Gründe dafür, dass man am Volkspark jüngst eher weniger optimistisch in die Zukunft blickte, hatte die Hamburger Mannschaft in den vergangenen Monaten nämlich zuhauf geliefert. Sportlich lief es überhaupt nicht mehr rund. Punkt um Punkt büßte der HSV in der Rückrunde in der Tabelle ein, verlor beim Tabellenletzten Osnabrück und gegen die direkte Konkurrenz aus Düsseldorf und Kiel. Vor wenigen Wochen stürzte das Team deshalb aus den Aufstiegsrängen.

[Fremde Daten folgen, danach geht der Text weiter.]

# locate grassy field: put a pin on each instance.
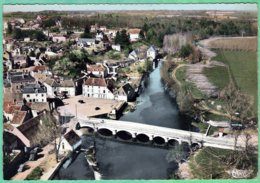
(218, 76)
(181, 76)
(235, 43)
(208, 164)
(243, 67)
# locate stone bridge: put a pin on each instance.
(159, 135)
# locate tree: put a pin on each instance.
(238, 105)
(87, 33)
(9, 28)
(48, 23)
(141, 34)
(123, 39)
(185, 51)
(39, 36)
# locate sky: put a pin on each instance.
(35, 8)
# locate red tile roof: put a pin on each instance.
(72, 137)
(19, 117)
(92, 68)
(8, 127)
(10, 107)
(95, 82)
(134, 31)
(39, 68)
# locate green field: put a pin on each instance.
(243, 67)
(181, 77)
(209, 164)
(218, 76)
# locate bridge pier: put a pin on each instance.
(154, 134)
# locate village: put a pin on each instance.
(61, 68)
(32, 91)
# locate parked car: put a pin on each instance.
(81, 101)
(22, 167)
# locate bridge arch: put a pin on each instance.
(159, 140)
(124, 135)
(105, 132)
(195, 146)
(142, 138)
(77, 127)
(173, 142)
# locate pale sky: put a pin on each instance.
(35, 8)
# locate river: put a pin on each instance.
(123, 160)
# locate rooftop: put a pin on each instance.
(19, 117)
(72, 137)
(97, 67)
(134, 31)
(95, 82)
(34, 88)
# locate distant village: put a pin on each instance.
(35, 95)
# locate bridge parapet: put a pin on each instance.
(155, 131)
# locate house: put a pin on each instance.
(85, 42)
(9, 108)
(112, 68)
(111, 33)
(151, 52)
(125, 93)
(18, 118)
(19, 61)
(137, 55)
(40, 73)
(98, 70)
(99, 36)
(93, 28)
(41, 17)
(17, 112)
(134, 34)
(18, 80)
(59, 38)
(35, 93)
(67, 87)
(116, 47)
(97, 88)
(57, 87)
(69, 142)
(103, 28)
(51, 86)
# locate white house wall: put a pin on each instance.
(97, 92)
(70, 90)
(38, 97)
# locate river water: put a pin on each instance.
(123, 160)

Klar ist mittlerweile auch: Der HSV wird wohl trotz des Derbysieges ein weiteres Jahr in der 2. Bundesliga verbringen. Zwei Spiele sind in dieser Saison noch zu absolvieren. Vier Punkte liegen die Hamburger hinter dem Tabellendritten Fortuna Düsseldorf. Es müsste schon mit dem Teufel zugehen, wenn die Rheinländer diesen Vorsprung noch verspielen sollten.

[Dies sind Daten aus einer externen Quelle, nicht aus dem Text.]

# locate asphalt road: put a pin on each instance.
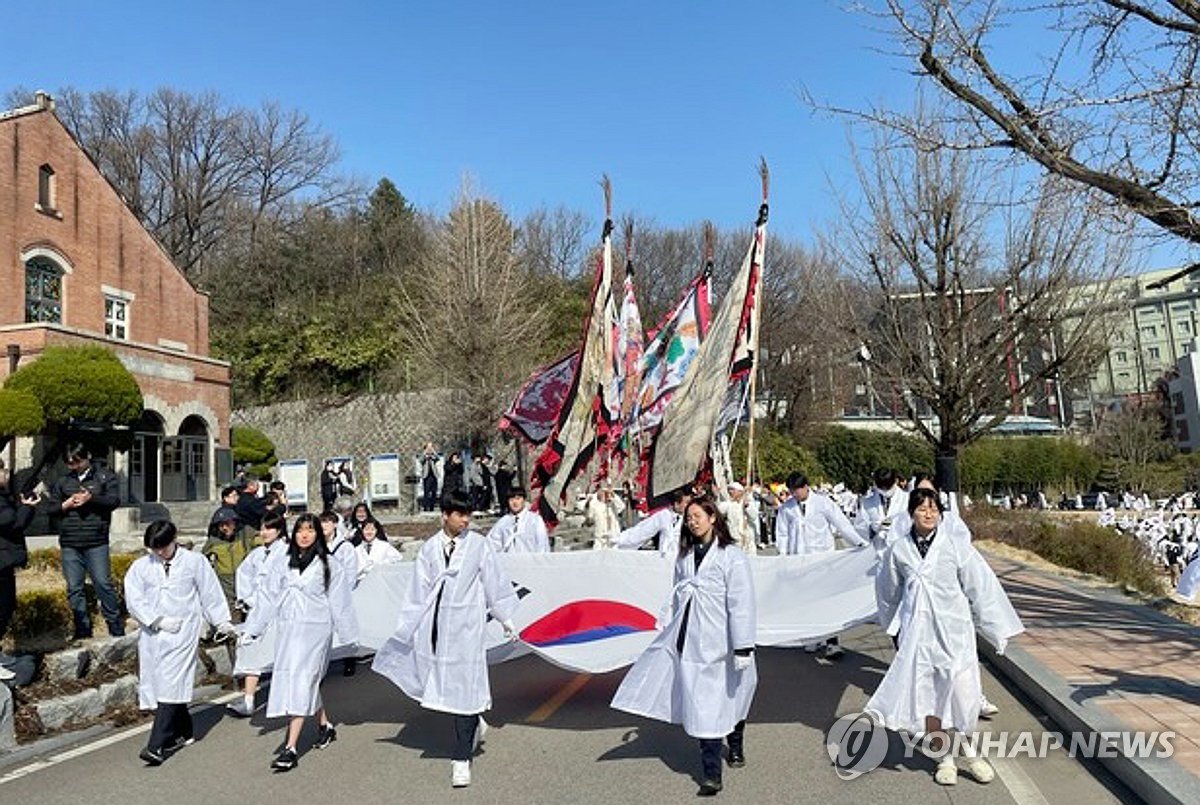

Weil Holstein Kiel und der FC St. Pauli aller Voraussicht nach direkt aufsteigen werden und die Fortuna wohl auf Relegationsrang drei eintrudelt, hat der HSV also mal wieder das Nachsehen. Der Verein wird nach dem erstmaligen Abstieg 2018 wohl in seine siebte Saison in Folge in der 2. Bundesliga gehen – und avanciert damit zu allem Überfluss noch zum Urgestein im deutschen Unterhaus. Galt der Klub zu Bundesligazeiten noch als unabsteigbar, hat sich das Blatt mittlerweile also drastisch gewendet. Nun wirkt es fast so, als sei der HSV unaufsteigbar.

Hinter der Zukunft des Klubs stand deshalb auf allen Ebenen ein dickes Fragezeichen. Der langjährige Sportvorstand Jonas Boldt, Trainer Steffen Baumgart und diverse Spieler waren und sind Teil von Spekulationen um die Ausrichtung der Hamburger ab dem kommenden Sommer. Wer geht und wer bleibt, schien bis zum Derby in den Sternen zu stehen.

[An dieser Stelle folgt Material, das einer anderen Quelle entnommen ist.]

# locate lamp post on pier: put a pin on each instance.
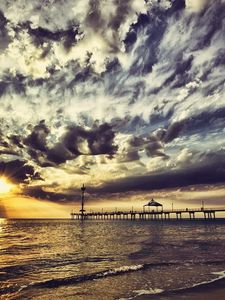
(82, 210)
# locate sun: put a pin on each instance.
(5, 186)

Baumgarts Ansage: „Lassen Sie mir einfach mal Zeit zum Arbeiten“

Auch jetzt sind diese Fragen noch nicht endgültig beantwortet. Doch der Derbysieg scheint zumindest das Feuer bei allen Beteiligten noch einmal neu oder wahlweise endgültig entfacht zu haben. Vor allem der Wunsch, weiter zusammenzuarbeiten und zur neuen Saison noch einmal oben anzugreifen, schwingt in den Aussagen der Verantwortlichen unterschwellig mit.